Reaction 5: GAP continues along the Glycolytic pathway. DHAP and GAP are interconverted by an isomerisation reaction with an enediol intermediate. Triose phosphate isomerase catalyses this process. At this point 1 molecule of glucose has been transfomed into 2 molecules of GAP. 2 ATP has been consumed in generating phosphorylated intermediates.

Stage 1- Hexose is Phosphorylated, Isomerised, Phosphorylated then Cleaved to GAP and DHAP.

Reaction 6: The oxidation and phosphorylation of GAP by NAD+ and P_i  catalysed by Glyceraldehyde-3-phosphate dehydrogenase (GAPDH) to produce 1,3-Bisphosphoglycerate (1,3-BPG)

• GAP binds to the enxyme 
• The essential sulfhydryl group, acting as a nucleophile, attacks the aldehyde to form a thiohemiacetal
• The thiohemiacetal undergoes oxidation to an acyl thioester by direct hydride transfer to NAD+. This intermediate has a large free energy of hydrolysis.
• P_i binds to the enzyme-thioester-NADH complex
• The thioester intermediate undergoes nucleophillic attack by P_i to form the high energy mixed anhydride, 1,3-BPG product which then dissociates from the enzyme followed by replacement of NADH by another molecule of NAD+ to regenerate the active enzyme.

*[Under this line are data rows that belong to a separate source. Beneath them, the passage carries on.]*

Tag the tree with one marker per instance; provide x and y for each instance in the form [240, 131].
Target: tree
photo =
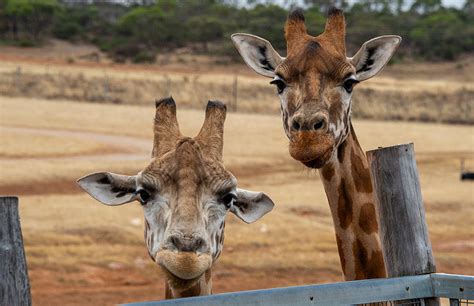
[34, 16]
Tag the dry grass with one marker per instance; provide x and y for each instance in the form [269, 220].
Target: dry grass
[76, 247]
[24, 144]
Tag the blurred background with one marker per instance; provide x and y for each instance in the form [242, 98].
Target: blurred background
[78, 80]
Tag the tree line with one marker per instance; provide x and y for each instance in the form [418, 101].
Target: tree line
[137, 30]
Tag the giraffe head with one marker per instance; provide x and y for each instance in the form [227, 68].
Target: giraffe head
[315, 81]
[185, 193]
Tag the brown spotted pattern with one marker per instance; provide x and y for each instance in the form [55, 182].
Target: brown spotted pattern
[350, 195]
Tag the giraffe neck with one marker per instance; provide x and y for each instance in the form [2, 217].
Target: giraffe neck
[203, 286]
[346, 180]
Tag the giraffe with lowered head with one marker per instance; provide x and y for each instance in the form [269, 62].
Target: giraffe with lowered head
[185, 193]
[315, 83]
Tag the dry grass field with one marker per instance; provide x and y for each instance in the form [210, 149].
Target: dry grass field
[80, 252]
[63, 116]
[441, 92]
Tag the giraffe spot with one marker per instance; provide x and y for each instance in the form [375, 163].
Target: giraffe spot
[328, 172]
[341, 151]
[335, 110]
[208, 275]
[104, 180]
[341, 253]
[367, 218]
[344, 205]
[360, 173]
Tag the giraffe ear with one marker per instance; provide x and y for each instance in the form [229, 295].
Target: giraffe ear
[373, 55]
[257, 53]
[251, 206]
[109, 188]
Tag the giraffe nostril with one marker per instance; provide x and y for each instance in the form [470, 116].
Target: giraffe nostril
[296, 125]
[188, 244]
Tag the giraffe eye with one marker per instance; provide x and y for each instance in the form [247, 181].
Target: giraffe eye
[228, 199]
[349, 84]
[143, 196]
[279, 84]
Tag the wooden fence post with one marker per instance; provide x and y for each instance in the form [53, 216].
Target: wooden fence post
[14, 283]
[403, 230]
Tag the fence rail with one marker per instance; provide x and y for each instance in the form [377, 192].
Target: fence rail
[454, 287]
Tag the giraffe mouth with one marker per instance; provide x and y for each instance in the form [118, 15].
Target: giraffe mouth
[318, 162]
[184, 265]
[315, 163]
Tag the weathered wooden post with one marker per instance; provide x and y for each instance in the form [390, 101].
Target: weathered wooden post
[403, 230]
[14, 284]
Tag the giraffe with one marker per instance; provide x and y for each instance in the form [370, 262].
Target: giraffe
[315, 83]
[186, 193]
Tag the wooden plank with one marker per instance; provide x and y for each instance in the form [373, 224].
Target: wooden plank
[403, 230]
[344, 293]
[453, 286]
[14, 283]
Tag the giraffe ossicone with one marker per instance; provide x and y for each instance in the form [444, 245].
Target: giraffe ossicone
[186, 193]
[315, 82]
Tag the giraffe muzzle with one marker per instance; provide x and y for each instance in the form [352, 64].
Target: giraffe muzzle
[311, 149]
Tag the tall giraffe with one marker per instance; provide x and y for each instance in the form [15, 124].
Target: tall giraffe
[315, 83]
[185, 193]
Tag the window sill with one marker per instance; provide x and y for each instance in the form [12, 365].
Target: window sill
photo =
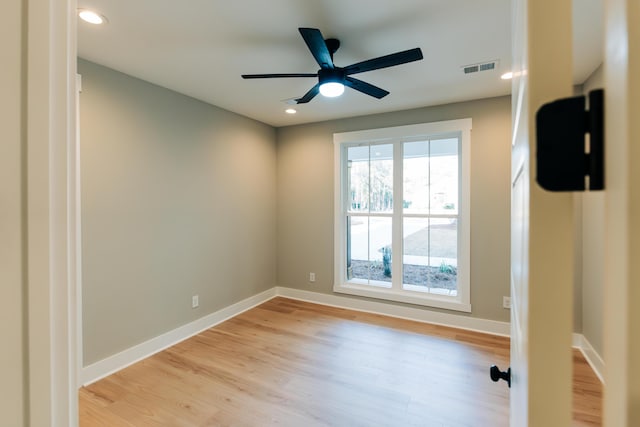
[418, 298]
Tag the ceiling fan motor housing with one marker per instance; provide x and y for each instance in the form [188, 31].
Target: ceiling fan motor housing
[327, 75]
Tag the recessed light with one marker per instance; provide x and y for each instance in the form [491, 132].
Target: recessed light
[91, 17]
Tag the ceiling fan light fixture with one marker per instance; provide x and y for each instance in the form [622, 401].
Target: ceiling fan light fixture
[331, 89]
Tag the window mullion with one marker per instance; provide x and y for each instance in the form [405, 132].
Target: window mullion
[396, 230]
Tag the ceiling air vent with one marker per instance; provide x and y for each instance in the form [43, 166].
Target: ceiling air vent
[484, 66]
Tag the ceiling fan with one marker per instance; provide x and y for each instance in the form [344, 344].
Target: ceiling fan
[333, 79]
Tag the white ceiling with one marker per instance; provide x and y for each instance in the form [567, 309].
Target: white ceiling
[201, 47]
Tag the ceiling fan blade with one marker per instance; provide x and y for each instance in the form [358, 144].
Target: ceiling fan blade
[365, 87]
[274, 76]
[316, 44]
[309, 95]
[385, 61]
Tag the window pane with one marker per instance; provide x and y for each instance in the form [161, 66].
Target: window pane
[358, 248]
[430, 255]
[444, 176]
[415, 198]
[370, 172]
[380, 248]
[369, 249]
[358, 175]
[381, 178]
[443, 259]
[415, 261]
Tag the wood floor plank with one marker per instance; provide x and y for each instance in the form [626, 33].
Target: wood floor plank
[293, 363]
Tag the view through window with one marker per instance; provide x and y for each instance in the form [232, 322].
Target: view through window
[402, 207]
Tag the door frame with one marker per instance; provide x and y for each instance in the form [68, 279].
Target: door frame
[50, 52]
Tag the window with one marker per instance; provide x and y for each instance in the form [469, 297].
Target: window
[402, 214]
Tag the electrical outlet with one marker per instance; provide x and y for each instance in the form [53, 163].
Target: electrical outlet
[506, 302]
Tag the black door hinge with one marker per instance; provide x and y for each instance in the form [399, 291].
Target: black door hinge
[564, 158]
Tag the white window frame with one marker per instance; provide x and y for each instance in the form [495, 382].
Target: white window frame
[459, 128]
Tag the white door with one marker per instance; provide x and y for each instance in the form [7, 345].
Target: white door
[622, 223]
[541, 224]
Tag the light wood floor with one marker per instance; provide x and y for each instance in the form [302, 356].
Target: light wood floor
[292, 363]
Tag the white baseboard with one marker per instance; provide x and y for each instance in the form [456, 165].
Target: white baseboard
[590, 354]
[96, 371]
[417, 314]
[112, 364]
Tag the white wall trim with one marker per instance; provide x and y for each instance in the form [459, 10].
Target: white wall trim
[493, 327]
[115, 363]
[112, 364]
[590, 354]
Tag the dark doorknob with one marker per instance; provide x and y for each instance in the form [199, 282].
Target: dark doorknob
[497, 374]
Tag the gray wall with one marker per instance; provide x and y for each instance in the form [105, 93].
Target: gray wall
[13, 356]
[593, 256]
[305, 198]
[178, 198]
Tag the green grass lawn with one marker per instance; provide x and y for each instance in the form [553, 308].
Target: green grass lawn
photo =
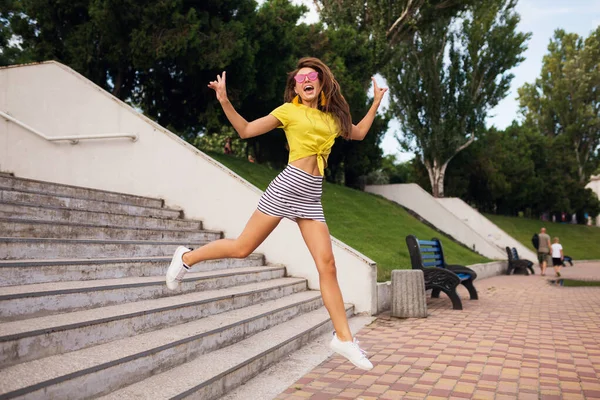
[371, 224]
[579, 241]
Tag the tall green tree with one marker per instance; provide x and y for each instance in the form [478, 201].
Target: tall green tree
[448, 75]
[565, 99]
[387, 23]
[157, 55]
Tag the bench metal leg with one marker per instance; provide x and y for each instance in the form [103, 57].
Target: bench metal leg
[471, 288]
[456, 302]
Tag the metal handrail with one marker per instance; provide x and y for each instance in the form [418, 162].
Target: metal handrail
[73, 139]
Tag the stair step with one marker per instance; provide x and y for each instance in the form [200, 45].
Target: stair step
[104, 368]
[35, 338]
[61, 202]
[30, 248]
[19, 272]
[33, 186]
[53, 229]
[39, 213]
[19, 302]
[231, 366]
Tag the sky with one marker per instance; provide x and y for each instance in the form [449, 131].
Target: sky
[541, 18]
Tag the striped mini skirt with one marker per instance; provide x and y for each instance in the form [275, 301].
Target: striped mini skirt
[294, 193]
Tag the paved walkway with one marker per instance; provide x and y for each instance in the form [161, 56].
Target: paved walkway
[524, 338]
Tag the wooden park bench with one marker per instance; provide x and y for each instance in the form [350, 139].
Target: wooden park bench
[428, 255]
[516, 264]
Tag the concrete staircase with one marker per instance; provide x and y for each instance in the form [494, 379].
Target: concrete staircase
[85, 312]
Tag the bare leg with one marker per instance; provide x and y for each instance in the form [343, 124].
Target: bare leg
[317, 239]
[543, 267]
[256, 231]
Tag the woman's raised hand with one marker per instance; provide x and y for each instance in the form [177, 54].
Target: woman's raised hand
[377, 91]
[219, 87]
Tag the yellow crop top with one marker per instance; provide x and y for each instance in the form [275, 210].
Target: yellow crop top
[308, 130]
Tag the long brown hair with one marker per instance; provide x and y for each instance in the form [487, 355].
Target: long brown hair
[335, 103]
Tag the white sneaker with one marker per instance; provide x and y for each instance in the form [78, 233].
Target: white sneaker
[352, 352]
[177, 269]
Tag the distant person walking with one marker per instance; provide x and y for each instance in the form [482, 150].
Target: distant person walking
[543, 250]
[557, 256]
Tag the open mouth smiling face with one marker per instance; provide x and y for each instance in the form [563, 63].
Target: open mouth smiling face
[308, 85]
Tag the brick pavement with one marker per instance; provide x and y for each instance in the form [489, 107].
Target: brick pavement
[524, 339]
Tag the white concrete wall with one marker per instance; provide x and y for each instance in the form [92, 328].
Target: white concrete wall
[413, 197]
[58, 101]
[594, 184]
[486, 228]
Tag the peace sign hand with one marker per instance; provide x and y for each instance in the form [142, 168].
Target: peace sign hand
[377, 91]
[220, 87]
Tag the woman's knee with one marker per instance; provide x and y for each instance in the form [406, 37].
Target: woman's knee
[327, 267]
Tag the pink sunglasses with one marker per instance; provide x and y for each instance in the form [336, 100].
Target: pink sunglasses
[312, 76]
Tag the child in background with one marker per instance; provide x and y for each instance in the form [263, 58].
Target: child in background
[557, 256]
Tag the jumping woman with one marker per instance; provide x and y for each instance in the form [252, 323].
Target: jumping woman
[313, 115]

Reaction 7: From 1,3-BPG Yields ATP together with 3-Phosphoglycerate (3PG) in a reaction catalysed by Phosphoglycerate kinase (PGK)

Reaction 8: 3PG is converted to 2-Phosphoglycerate (2PG) by phosphoglycerate mutase (PGM)

Reaction 9: 2PG is dehydrated to Phosphoenolpyruvate (PEP) in a reaction catalysed by enolase.

Reaction 10: Pyruvate Kinase couples the free energy of PEP cleavge to the synthesis of ATP during the formation of pyruvate

• A Phosphoryl oxygen of ADP nucleophillically attacks the PEP phosphorus atom displacing enolpyruvate and forming ATP
• Enolpyruvate tautomerizes to pyruvate.

In Stage 2 of Glycolysis 2 phosphorylated C3 units are transformed to two pyruvates with the synthesis of 4ATP. 3 products are: ATP, NADH and pyruvate.